T24 - Saadet Partisi Genel Başkanı Mustafa Kamalak, ''28 Şubat süreciyle'' ilgili, ''28 Şubat'ta, bağrımız yandı, yolumuz kesildi. Yolu kesilen sadece biz değildik. Milletin yolu kesildi, İslam aleminin, insanlığın yolu kesildi diye düşünüyoruz'' dedi.
Kamalak, AA muhabirine yaptığı açıklamada, ''28 Şubat sürecinin'' yıl dönümünde, bir değerlendirme yapmaya dillerinin varmadığını, çok üzgün olduklarını söyledi.
O dönemde bazı milletvekilleri tarafından tehdit edilen parlamenterlerden olduğunu öne süren Kamalak, ''28 Şubat, tankların bizim üzerimize yürütüldüğü süreçtir'' diye konuştu.
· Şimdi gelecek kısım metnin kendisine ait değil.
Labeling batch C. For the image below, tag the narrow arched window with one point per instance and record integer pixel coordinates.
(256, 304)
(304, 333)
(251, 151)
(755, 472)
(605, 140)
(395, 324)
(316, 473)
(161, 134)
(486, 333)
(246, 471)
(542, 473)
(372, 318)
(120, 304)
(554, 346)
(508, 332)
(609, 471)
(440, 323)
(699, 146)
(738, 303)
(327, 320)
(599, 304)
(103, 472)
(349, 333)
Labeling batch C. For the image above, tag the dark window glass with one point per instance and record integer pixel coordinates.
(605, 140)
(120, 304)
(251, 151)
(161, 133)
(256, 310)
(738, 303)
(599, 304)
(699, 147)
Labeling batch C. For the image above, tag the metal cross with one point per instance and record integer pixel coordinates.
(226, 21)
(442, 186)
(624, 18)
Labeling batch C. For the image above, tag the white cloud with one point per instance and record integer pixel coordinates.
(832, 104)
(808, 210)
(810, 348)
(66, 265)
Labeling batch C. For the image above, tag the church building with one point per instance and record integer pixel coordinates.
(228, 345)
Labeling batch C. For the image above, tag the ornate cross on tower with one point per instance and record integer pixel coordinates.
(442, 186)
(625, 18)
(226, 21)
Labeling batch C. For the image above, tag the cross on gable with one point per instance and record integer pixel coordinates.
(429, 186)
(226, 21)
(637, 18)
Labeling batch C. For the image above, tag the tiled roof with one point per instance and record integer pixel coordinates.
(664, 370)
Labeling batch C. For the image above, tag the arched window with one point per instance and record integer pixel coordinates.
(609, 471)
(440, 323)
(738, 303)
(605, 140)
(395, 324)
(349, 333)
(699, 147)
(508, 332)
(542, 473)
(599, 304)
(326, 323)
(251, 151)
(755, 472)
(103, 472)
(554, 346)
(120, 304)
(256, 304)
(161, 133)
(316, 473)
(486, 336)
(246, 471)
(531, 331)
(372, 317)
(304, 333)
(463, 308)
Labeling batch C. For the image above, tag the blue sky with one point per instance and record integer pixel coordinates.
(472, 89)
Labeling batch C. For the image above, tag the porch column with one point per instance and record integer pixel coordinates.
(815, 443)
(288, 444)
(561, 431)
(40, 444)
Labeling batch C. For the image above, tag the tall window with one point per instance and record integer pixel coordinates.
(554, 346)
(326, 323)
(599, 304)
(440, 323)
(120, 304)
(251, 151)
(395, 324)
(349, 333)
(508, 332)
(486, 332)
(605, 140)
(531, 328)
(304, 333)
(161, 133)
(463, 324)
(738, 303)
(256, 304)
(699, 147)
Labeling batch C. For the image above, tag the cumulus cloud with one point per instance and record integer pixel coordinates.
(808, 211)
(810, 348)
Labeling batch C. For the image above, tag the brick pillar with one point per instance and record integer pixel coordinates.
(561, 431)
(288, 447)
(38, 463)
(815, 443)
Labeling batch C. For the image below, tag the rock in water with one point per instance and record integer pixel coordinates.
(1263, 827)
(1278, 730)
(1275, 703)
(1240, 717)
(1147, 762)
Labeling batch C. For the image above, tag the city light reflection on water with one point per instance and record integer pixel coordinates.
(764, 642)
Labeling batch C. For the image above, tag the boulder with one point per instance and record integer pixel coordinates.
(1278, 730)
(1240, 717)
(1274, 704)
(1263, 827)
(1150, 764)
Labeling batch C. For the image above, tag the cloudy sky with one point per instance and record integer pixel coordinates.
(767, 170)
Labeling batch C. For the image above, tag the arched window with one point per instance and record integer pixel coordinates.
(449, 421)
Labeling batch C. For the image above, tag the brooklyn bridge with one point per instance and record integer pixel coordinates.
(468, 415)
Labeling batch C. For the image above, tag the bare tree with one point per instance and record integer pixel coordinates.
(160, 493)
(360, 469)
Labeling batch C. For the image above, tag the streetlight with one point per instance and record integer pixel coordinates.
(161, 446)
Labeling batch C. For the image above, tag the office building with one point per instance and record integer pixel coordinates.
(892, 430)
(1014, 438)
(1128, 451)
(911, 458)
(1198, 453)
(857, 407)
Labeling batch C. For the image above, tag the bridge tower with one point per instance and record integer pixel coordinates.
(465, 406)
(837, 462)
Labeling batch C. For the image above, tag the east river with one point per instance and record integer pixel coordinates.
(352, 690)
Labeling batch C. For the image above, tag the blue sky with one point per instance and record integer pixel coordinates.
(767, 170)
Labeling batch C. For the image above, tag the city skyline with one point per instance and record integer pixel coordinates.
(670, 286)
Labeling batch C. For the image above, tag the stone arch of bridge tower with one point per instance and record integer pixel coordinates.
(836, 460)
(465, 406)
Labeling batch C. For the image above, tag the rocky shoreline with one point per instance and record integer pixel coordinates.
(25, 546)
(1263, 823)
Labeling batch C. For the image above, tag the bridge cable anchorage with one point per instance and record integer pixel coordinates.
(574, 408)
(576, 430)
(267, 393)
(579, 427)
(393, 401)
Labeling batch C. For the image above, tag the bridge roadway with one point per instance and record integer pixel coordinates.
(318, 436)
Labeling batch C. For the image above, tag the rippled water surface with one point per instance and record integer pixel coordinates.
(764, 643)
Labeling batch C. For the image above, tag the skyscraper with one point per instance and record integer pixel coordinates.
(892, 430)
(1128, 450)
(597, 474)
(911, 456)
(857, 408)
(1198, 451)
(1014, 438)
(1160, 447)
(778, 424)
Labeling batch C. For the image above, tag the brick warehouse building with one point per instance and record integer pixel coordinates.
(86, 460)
Mustafa Kamalak, kendisinin, Refah Partisi Kahramanmaraş Milletvekili olarak parlamentoda yer aldığı o süreci kimseye kızmadan üzüntüyle izlediklerini belirterek, şöyle devam etti:
''28 Şubat'ta, bağrımız yandı, yolumuz kesildi. Yolu kesilen sadece biz değildik. Milletin yolu kesildi, İslam aleminin, insanlığın yolu kesildi diye düşünüyoruz. Kendimiz adına yola çıkmış değildik. İşçiye, memura ve emekliye iktidarımızın üçüncü günü, güvenoyu bile almadan 'yüzde 50 zam' dedik, kötü mü ettik? Hayır. Yüzde 50 zammı verirken IMF'den bir kuruş borç almadık, içerdeki para babalarının kapısını çalmadık. Ne yaptık? Sömürü havuzuna akan muslukları biraz kısmak suretiyle fakir fukaranın mutfağına çevirdik. Bu, iç sömürücülerin menfaatine dokunuyordu.''
O dönemlerde İslam ülkelerine çağrıda bulunduklarını vurgulayan Kamalak, ''Onlara, 'haritalarınıza bakın, cetvelle çizilmiş haritalarınız, burada siz yaşıyorsunuz ama bunu çizenler sizi yumuşak lokma haline getirip yutmak isteyenlerdir' dedik. 'Birleşin' çağrısı yaptık'' ifadesini kullandı.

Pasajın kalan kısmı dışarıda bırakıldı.